Section 3.0: Evaluation Methodology

Describe in detail the research methods used for your evaluation. The purpose of this section is to explain the design and implementation of your evaluation:

  • Demonstrates that the evaluation and procedures for collecting data were planned carefully and systematically.
  • Tells readers how to gather the information presented in the report. This allows readers to assess the quality of data-collection procedures.
  • Provides documentation that program staff can use to repeat procedures if they want to collect comparable data in the future.
  • Documents your methods, providing a framework for staff with similar programs to draw on as they design or improve their evaluation procedures.
  • Assesses whether or not the data collection tools used were appropriate.

Remember: You may have already described your evaluation methods in another document, such as a grant application. If so, you may be able to draw on that text for your final report, editing it to reflect any changes in methods used and challenges faced.

Section 4.0: Findings

Prepare an accurate and concise summary for your evaluation report. The purpose of the Findings section is to provide coherent account information for the user. The Findings section:

  • Organizes your findings in qualitative, quantitative, and/or mixed method information that allows your client(s) to address objectives, and any other specific information.
  • Analyzes your data in order to detail if and how well you met your program objectives (research questions).
  • Presents detailed Conclusions. Examples: item analysis or specific patterns.

Example. Here is an example of how you may summarize and analyze data for presentation in the Findings section of a final report:

Objective: “Sixty percent of carpenters completing the training program during program year 2010 will have acquired the skills needed to pass the carpenters’ entrance exam.”
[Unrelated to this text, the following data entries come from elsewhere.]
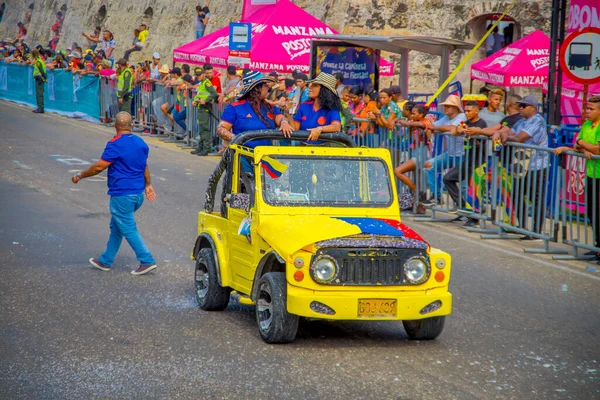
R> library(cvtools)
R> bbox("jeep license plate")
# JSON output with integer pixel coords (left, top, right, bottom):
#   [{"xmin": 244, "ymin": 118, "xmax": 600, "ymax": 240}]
[{"xmin": 358, "ymin": 299, "xmax": 397, "ymax": 318}]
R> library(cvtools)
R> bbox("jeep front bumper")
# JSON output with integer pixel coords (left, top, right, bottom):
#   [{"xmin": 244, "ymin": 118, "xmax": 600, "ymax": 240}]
[{"xmin": 287, "ymin": 284, "xmax": 452, "ymax": 321}]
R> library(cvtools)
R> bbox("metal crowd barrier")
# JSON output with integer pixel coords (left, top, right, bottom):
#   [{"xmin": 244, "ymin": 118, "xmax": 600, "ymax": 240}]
[
  {"xmin": 100, "ymin": 83, "xmax": 600, "ymax": 259},
  {"xmin": 410, "ymin": 133, "xmax": 600, "ymax": 259},
  {"xmin": 554, "ymin": 151, "xmax": 600, "ymax": 260},
  {"xmin": 100, "ymin": 78, "xmax": 224, "ymax": 148}
]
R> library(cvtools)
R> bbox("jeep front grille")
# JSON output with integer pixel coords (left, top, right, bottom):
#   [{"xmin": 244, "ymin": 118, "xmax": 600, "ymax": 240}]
[{"xmin": 315, "ymin": 248, "xmax": 426, "ymax": 286}]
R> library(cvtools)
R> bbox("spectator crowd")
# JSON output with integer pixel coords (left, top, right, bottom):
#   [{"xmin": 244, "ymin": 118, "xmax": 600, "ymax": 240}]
[{"xmin": 0, "ymin": 5, "xmax": 600, "ymax": 260}]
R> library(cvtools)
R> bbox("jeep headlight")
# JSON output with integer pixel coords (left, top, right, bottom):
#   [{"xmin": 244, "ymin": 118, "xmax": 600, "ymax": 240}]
[
  {"xmin": 310, "ymin": 256, "xmax": 338, "ymax": 283},
  {"xmin": 404, "ymin": 257, "xmax": 429, "ymax": 284}
]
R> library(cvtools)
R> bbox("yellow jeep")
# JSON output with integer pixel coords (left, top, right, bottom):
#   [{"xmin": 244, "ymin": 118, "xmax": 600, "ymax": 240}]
[{"xmin": 193, "ymin": 131, "xmax": 452, "ymax": 343}]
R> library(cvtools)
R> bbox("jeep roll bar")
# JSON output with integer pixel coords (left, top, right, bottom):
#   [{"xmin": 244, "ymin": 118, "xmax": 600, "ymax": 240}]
[
  {"xmin": 204, "ymin": 129, "xmax": 356, "ymax": 214},
  {"xmin": 231, "ymin": 129, "xmax": 356, "ymax": 147}
]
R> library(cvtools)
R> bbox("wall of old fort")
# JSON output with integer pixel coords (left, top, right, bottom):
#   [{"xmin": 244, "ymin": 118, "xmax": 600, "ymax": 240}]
[{"xmin": 0, "ymin": 0, "xmax": 551, "ymax": 92}]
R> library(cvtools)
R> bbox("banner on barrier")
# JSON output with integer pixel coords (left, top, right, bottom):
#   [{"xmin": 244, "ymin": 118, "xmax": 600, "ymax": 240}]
[{"xmin": 0, "ymin": 64, "xmax": 100, "ymax": 119}]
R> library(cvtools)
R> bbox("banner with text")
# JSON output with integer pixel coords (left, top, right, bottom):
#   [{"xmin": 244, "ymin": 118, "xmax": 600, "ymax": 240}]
[{"xmin": 315, "ymin": 44, "xmax": 379, "ymax": 87}]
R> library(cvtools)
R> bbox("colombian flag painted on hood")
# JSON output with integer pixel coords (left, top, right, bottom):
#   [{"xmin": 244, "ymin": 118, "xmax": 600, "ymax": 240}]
[
  {"xmin": 334, "ymin": 217, "xmax": 425, "ymax": 242},
  {"xmin": 260, "ymin": 156, "xmax": 287, "ymax": 179}
]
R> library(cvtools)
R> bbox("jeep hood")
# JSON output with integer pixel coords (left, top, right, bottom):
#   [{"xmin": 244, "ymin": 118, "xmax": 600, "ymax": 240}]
[{"xmin": 257, "ymin": 215, "xmax": 425, "ymax": 259}]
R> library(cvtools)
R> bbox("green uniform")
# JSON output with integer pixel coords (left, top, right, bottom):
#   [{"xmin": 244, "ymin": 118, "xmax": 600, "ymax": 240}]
[
  {"xmin": 33, "ymin": 57, "xmax": 48, "ymax": 111},
  {"xmin": 117, "ymin": 67, "xmax": 133, "ymax": 113},
  {"xmin": 577, "ymin": 121, "xmax": 600, "ymax": 179},
  {"xmin": 194, "ymin": 79, "xmax": 219, "ymax": 151}
]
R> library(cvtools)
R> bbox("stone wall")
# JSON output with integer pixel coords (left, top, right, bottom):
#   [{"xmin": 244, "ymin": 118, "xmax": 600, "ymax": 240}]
[{"xmin": 0, "ymin": 0, "xmax": 551, "ymax": 92}]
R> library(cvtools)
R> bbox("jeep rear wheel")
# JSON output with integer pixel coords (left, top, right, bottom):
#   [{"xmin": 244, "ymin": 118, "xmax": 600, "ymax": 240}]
[
  {"xmin": 402, "ymin": 316, "xmax": 446, "ymax": 340},
  {"xmin": 194, "ymin": 249, "xmax": 231, "ymax": 311},
  {"xmin": 256, "ymin": 272, "xmax": 299, "ymax": 343}
]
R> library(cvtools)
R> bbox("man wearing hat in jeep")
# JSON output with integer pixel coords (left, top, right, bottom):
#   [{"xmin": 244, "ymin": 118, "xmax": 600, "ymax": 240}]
[
  {"xmin": 192, "ymin": 69, "xmax": 219, "ymax": 156},
  {"xmin": 31, "ymin": 49, "xmax": 48, "ymax": 114},
  {"xmin": 117, "ymin": 58, "xmax": 133, "ymax": 112}
]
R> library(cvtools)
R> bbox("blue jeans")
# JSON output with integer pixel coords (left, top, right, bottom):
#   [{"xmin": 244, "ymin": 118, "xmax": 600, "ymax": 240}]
[
  {"xmin": 425, "ymin": 151, "xmax": 462, "ymax": 199},
  {"xmin": 173, "ymin": 107, "xmax": 187, "ymax": 131},
  {"xmin": 100, "ymin": 193, "xmax": 156, "ymax": 267}
]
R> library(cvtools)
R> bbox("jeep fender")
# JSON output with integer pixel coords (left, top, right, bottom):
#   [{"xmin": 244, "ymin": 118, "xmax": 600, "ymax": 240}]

Section 5.0: Conclusion(s)

Prepare and interpret your data to determine what the data analysis results say about the evaluation of your program. Were the results what you expected? If not, why not?

  • Explain which objectives were met and which objectives were not met.
  • Did unrelated circumstances or events influence this evaluation? If so, how?
  • Provide appropriate information for stakeholders.
  • Determine if different data sources produced different results. If so, why?
  • Discuss any relevant unexpected findings.
  • Compare the current program evaluation results with previous evaluations of this program or other similar programs.
  • Determine if the user needs to know any information other than the specific results determined by this evaluation.

Section 6.0: Recommendation(s)

Prepare detailed suggestions based on your evaluation report’s conclusions. Explain the basis for each recommendation. Additionally, provide information on why a particular recommendation will or will not improve your program.  


The purpose of instructional and training evaluation is to provide continuous feedback to improve training. Training improvement should lead to learners achieving higher results in tests, quizzes, on-the-job training, and other methods of evaluation. The six-step process in this article will provide you with guidelines for conducting a training evaluation. The evaluation report template here should also be useful to you in documenting your program design and results.